Nas últimas semanas, muita gente ouviu falar, pela primeira vez, de uma cidade esquecida, embora classificada pela Unesco, há vários anos, como património cultural da Humanidade. Referimo-nos, à cidade de Palmira, agora conhecida como Tamdur que, no século III, sendo uma província romana, a famosa rainha Zenóbia quis transformar em capital do seu próprio reino. Situada no coração da Síria, a 210 quilómetros de Damasco, foi a ameaça de ser conquistada pelo chamado “estado islâmico” que justificou o relevo noticioso que os “media” lhe dedicaram. As imagens que acompanhavam os textos, mesmo que fossem quase só de ruínas, atestavam os motivos daquela classificação. Só por si, a beleza e a altura daquelas colunas chegavam para confirmar que estamos perante um tesouro cultural da Humanidade. A ameaça concretizou-se, os combatentes do “estado islâmico” conquistaram a cidade, e só não destruíram totalmente esse tesouro, porque algumas das suas riquezas foram retiradas a tempo.
A obsessão da iconoclastia parece ser uma das características dos fanáticos de todos os tempos. Veja-se o comportamento dos talibãs que, no ano de 2001, destruíram as famosas estátuas de Buda de Bamyan, com os seus 52 e 38 metros de altura respectivamente, levantando clamores de protesto em todo o mundo e tornando mais “aceitável” a invasão do Afeganistão. Veja-se ainda o que os combatentes do “estado islâmico” fizeram em diversas cidades históricas do Iraque e da Síria, e ainda no Museu de Mossul. É que, pelo menos aparentemente, a destruição de bens culturais, testemunhos e símbolos de outras civilizações, constitui um objectivo da sua luta pela implementação de um mundo novo. Ora acontece que, neste caso, a implementação deste mundo novo passa pelo culto da guerra, de tal modo que o líder do estado islâmico não teve dúvidas em proclamar, recentemente, e contrariando a maioria dos dirigentes muçulmanos, que o Islão é a religião da Guerra e não da Paz.

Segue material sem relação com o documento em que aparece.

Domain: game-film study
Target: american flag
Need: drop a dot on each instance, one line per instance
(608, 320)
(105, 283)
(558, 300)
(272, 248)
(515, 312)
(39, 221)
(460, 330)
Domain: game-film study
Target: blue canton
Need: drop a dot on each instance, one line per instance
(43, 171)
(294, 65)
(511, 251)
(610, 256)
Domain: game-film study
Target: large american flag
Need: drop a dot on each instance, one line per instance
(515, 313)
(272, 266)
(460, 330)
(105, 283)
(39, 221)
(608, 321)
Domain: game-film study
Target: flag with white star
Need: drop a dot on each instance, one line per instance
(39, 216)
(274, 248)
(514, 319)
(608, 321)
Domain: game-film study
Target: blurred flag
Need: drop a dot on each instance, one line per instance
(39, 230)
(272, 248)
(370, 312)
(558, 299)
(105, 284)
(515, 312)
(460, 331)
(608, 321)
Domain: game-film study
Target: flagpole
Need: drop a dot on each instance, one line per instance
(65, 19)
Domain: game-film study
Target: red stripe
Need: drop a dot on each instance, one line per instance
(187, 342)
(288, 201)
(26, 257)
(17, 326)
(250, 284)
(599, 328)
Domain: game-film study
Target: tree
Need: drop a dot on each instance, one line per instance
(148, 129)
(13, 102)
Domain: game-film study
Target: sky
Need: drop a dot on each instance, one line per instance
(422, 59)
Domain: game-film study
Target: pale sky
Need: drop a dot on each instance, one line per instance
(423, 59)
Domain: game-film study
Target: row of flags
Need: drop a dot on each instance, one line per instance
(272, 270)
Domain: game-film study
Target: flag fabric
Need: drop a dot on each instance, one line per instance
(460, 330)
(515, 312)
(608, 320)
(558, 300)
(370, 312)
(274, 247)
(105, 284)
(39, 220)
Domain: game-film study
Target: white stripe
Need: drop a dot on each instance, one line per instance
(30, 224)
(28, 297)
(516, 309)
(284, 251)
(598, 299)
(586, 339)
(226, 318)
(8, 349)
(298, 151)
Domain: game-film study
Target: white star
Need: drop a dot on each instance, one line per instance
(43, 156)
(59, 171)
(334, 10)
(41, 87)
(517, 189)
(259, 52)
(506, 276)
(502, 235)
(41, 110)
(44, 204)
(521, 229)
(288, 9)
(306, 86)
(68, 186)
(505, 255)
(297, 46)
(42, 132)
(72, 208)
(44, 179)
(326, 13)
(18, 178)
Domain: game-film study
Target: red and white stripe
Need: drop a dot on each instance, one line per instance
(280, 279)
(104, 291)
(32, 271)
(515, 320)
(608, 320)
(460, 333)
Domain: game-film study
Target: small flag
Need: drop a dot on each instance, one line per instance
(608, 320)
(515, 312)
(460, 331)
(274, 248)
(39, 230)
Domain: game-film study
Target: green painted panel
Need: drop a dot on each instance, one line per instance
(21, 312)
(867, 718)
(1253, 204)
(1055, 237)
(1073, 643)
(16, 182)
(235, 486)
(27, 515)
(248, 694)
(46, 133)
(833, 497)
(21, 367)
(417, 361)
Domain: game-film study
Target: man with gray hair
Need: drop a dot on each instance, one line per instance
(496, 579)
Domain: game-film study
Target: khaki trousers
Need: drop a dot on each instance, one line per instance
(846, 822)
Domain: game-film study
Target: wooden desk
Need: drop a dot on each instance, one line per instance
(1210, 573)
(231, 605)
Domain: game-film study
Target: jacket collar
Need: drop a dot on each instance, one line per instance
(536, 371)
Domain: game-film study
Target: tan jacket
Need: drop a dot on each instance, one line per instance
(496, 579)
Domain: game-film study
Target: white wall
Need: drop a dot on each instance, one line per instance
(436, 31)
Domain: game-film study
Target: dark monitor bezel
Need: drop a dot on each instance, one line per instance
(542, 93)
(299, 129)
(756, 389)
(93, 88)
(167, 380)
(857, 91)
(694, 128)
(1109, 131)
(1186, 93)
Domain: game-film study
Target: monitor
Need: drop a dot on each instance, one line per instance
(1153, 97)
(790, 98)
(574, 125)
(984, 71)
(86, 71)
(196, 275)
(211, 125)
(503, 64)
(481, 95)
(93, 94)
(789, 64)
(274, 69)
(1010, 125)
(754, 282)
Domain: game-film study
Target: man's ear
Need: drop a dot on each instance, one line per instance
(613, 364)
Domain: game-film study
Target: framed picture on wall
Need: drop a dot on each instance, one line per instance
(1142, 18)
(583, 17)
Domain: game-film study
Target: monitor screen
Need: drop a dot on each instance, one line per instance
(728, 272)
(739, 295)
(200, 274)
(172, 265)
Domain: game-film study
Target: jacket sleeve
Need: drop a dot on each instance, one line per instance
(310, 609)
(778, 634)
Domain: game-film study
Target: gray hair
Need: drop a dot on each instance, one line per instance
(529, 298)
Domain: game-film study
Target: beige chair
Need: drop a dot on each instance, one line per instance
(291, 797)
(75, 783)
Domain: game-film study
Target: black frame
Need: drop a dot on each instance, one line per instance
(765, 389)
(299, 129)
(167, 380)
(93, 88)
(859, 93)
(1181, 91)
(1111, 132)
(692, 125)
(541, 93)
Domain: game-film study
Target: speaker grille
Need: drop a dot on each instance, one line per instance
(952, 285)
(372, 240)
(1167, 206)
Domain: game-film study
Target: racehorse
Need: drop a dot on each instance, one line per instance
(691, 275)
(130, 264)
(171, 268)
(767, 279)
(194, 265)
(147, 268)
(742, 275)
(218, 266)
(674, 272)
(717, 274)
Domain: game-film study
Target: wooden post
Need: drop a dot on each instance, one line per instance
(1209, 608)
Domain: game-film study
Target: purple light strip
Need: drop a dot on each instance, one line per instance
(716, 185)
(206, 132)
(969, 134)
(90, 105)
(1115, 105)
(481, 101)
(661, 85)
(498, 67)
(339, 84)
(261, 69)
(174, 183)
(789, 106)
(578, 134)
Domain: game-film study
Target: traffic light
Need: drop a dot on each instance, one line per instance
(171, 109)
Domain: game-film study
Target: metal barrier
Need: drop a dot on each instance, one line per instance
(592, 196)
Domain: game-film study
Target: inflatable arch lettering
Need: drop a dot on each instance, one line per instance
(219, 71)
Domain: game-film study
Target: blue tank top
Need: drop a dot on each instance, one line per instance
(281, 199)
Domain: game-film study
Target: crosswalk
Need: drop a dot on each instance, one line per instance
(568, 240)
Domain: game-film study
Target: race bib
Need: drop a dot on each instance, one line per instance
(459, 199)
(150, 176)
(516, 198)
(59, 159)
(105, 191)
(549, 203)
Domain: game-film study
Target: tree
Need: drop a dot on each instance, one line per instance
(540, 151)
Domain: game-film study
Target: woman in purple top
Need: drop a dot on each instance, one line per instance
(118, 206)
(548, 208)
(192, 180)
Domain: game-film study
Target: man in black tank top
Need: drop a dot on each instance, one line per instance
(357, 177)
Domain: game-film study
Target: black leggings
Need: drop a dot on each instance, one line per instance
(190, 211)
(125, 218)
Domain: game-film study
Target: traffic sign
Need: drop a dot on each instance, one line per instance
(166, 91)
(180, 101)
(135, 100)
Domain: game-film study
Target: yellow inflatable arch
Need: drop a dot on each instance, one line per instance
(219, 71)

Embora estas afirmações não se devam tomar à letra, porque se inserem predominantemente numa estratégia de guerra psicológica, elas são suficientemente ameaçadoras para justificarem o receio de que o mundo enfrenta um inimigo visceralmente dominado pelo ódio e pela irracionalidade. A obsessão da iconoclastia é apenas uma das expressões mais visíveis desse ódio e dessa irracionalidade.